Nur Jahan’s mother raised her head, shook the dust out of her eyes, and after surveying Georgia from head to foot with great interest, began the invariable catechism. Was the doctor lady married? How had she learned her wisdom? Where did she get her clothes? Why did she do her hair in that way? Had she a father, mother, brothers, sisters? What had brought her to Kubbet-ul-Haj? Had her family raised no objections to such an extraordinary proceeding? Was the Kaisar really a woman? Was it then true that in England the women ruled and the men obeyed? Why did the doctor lady wear no jewellery? Which member of the Mission was it that dealt in magical arts—herself, or the Envoy, or the doctor who was dead?

The Princess stopped at last for want of breath, and Georgia, having answered as many of the questions as she could remember, expressed the sorrow she had felt on account of the misfortune that had fallen upon Jahan Beg, adding a hope that he would soon be restored to liberty. From all sides came the answer that whatever happened to him would be his fate, which could not be averted; but when she asked presently to what cause his sudden arrest was to be attributed, a storm of passion swept over the crowd of women. It was all the doing of Fath-ud-Din—might he die unlamented in the flower of his age! might his children live but to disgrace him! and might the graves of his parents and grandparents be dishonoured, yea, those of his ancestors to the remotest generation! After this outburst they came to definite charges, the Princess speaking first, and one woman after another chiming in with corroborative evidence.

Fath-ud-Din robbed the treasury and deceived the King, ground the faces of the honest poor, and kept the lawless rabble in his pay. He meant to place his nephew, Antar Khan, on the throne after his father, instead of the rightful heir, Rustam Khan, to whom God had granted such a promising son as showed he was intended to be king. He had a daughter who was supposed to be the most beautiful child in Ethiopia, and he was bringing her up in the country in a fortress of his own, where no one could see her, intending (such was the height of his presumption) to marry her to Antar Khan when she was old enough. And for her guardian there he had an old woman—a sorceress, who could destroy by her magic arts any undesirable stranger that might happen to approach the fortress, for she was one of the remnant of the Poisoners, a tribe of vagrants so noted for their evil deeds that the last King of Ethiopia had swept them almost out of the land. But this woman still remained, and that she worked at her old trade for Fath-ud-Din’s benefit there was no doubt, for did not all his enemies die mysteriously, and no man could tell who had hurt them? To this old woman had descended the evil secrets of the whole tribe, and she knew of poisons and antidotes with which no one else in the world was acquainted.
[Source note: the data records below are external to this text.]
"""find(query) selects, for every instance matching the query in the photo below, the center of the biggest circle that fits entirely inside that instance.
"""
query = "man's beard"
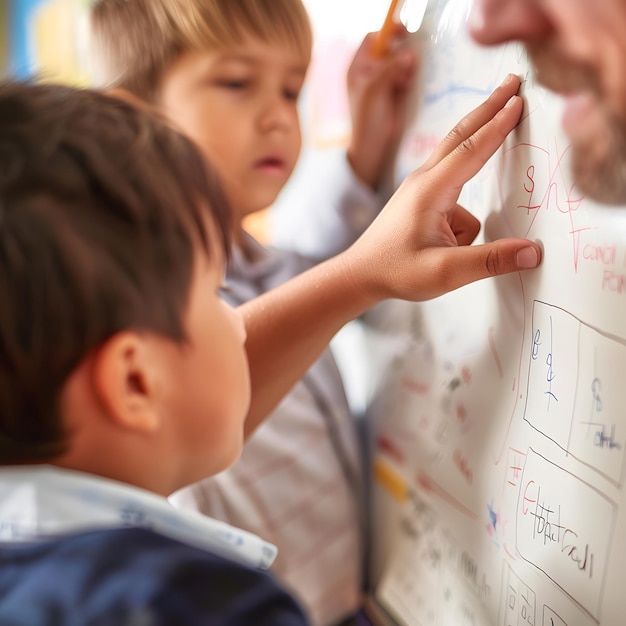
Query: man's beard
(600, 170)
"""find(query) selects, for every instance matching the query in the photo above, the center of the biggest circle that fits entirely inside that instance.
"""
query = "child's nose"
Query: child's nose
(499, 21)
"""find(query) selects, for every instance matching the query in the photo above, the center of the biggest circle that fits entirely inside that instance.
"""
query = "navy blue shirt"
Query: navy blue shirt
(134, 577)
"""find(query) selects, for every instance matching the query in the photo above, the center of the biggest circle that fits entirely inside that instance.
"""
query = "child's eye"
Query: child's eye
(292, 94)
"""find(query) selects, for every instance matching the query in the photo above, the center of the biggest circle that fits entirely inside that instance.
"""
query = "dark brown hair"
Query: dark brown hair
(102, 210)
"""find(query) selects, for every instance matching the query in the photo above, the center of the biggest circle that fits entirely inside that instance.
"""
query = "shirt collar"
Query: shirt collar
(43, 501)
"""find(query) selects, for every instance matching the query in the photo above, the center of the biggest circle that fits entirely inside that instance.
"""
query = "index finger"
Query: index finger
(446, 178)
(474, 120)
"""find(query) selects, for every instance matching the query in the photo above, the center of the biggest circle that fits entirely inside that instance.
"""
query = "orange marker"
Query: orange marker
(381, 42)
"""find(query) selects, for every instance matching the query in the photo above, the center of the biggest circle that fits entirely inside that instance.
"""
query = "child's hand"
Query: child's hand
(378, 91)
(418, 247)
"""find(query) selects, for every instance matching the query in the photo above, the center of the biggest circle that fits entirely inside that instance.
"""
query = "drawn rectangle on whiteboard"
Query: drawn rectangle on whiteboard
(551, 394)
(599, 429)
(564, 528)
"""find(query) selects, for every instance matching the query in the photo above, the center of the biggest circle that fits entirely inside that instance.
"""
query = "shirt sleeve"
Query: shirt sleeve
(324, 208)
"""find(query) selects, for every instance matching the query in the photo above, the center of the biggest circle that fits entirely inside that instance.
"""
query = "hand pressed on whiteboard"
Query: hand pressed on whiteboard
(416, 249)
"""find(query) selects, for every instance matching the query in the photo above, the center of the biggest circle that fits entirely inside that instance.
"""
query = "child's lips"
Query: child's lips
(271, 164)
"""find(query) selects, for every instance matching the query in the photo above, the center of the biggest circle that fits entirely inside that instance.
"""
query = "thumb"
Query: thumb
(455, 267)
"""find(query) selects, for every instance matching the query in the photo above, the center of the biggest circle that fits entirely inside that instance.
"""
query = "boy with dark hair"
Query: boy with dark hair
(229, 74)
(124, 376)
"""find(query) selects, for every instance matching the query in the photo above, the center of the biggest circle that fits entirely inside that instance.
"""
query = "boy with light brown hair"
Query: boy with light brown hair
(123, 374)
(229, 74)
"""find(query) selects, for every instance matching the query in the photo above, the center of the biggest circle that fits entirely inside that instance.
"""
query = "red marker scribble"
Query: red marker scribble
(494, 351)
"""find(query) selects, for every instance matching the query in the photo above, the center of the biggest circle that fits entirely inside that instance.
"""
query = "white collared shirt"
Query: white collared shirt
(42, 501)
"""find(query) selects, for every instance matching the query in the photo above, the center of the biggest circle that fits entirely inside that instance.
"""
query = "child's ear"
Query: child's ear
(124, 378)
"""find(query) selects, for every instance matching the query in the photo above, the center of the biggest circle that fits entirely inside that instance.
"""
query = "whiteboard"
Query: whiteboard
(498, 411)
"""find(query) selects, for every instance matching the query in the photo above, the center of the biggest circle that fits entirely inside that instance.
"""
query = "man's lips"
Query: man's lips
(271, 163)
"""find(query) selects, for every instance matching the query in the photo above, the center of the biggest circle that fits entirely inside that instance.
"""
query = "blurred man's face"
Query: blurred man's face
(578, 50)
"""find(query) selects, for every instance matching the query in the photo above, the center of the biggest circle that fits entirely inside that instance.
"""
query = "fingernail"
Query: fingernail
(527, 258)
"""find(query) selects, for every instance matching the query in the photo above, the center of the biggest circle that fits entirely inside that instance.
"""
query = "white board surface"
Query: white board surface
(499, 411)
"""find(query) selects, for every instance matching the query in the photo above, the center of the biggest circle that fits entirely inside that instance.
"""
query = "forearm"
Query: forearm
(289, 327)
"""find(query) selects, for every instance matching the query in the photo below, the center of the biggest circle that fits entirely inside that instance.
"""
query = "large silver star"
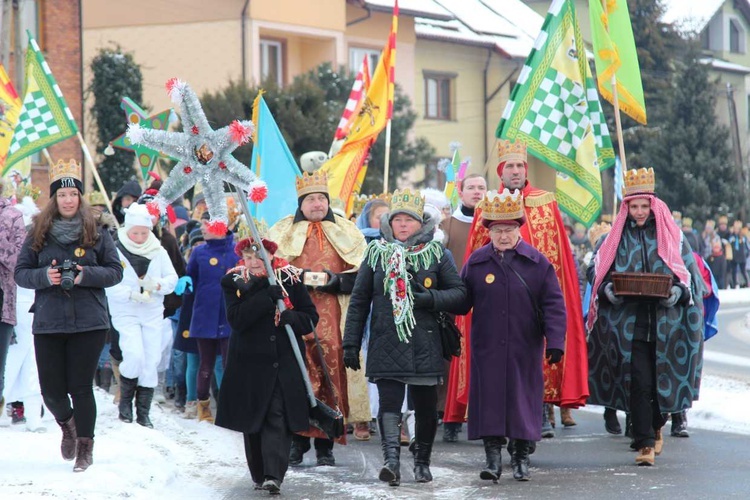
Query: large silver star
(204, 155)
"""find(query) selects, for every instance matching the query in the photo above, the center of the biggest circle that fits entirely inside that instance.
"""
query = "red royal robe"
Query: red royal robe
(566, 383)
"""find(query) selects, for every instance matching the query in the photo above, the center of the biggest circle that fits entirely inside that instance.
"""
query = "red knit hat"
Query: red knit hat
(244, 243)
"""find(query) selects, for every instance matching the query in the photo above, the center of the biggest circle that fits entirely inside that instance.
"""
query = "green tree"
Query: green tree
(307, 112)
(695, 172)
(115, 75)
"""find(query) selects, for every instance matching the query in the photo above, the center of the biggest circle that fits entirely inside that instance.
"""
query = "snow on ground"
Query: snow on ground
(177, 459)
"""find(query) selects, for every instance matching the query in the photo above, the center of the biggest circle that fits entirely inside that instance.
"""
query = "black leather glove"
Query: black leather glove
(351, 358)
(286, 317)
(333, 284)
(674, 295)
(553, 356)
(423, 298)
(275, 292)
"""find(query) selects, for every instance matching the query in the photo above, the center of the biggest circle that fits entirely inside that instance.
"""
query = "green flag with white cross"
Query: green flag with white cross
(554, 108)
(45, 118)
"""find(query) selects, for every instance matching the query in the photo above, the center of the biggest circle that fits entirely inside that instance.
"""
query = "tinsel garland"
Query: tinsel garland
(394, 260)
(204, 155)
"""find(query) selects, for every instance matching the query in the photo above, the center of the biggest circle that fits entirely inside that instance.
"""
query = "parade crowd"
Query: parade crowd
(405, 318)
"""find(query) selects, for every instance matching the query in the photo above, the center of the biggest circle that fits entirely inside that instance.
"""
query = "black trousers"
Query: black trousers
(423, 397)
(267, 451)
(67, 364)
(645, 414)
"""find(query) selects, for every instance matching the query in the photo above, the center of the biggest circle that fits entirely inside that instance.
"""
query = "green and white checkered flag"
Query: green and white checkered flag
(555, 109)
(45, 118)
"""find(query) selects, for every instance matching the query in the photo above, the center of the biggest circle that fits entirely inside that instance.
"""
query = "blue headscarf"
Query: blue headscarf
(363, 220)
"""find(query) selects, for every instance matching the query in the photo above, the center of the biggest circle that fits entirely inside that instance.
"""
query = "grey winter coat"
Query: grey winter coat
(389, 357)
(84, 307)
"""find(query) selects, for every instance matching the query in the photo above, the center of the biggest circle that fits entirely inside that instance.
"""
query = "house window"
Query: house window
(357, 55)
(438, 95)
(271, 68)
(736, 37)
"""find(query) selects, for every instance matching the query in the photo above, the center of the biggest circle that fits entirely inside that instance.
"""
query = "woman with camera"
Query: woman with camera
(407, 277)
(69, 260)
The women were so eager in their denunciations of the Grand Vizier that Georgia’s voice was unheeded when she tried to interrupt them, for the story of the witch and her poisons had recalled to her mind the recent events at the Mission, and she was anxious to know where the old woman was to be found. But the untiring accusers were hurrying on with a catalogue of other crimes committed by Fath-ud-Din, and they were only checked by a voice from the doorway.

“Dost thou not fear, O wife of Jahan Beg, thus with thy women to speak evil of those in authority? The arm of the Vizier has power to reach even to the house of the King.”

“The cat may seize the mouse, O mother of Antar Khan,” replied the Princess with dignity, “but the mouse may squeak.”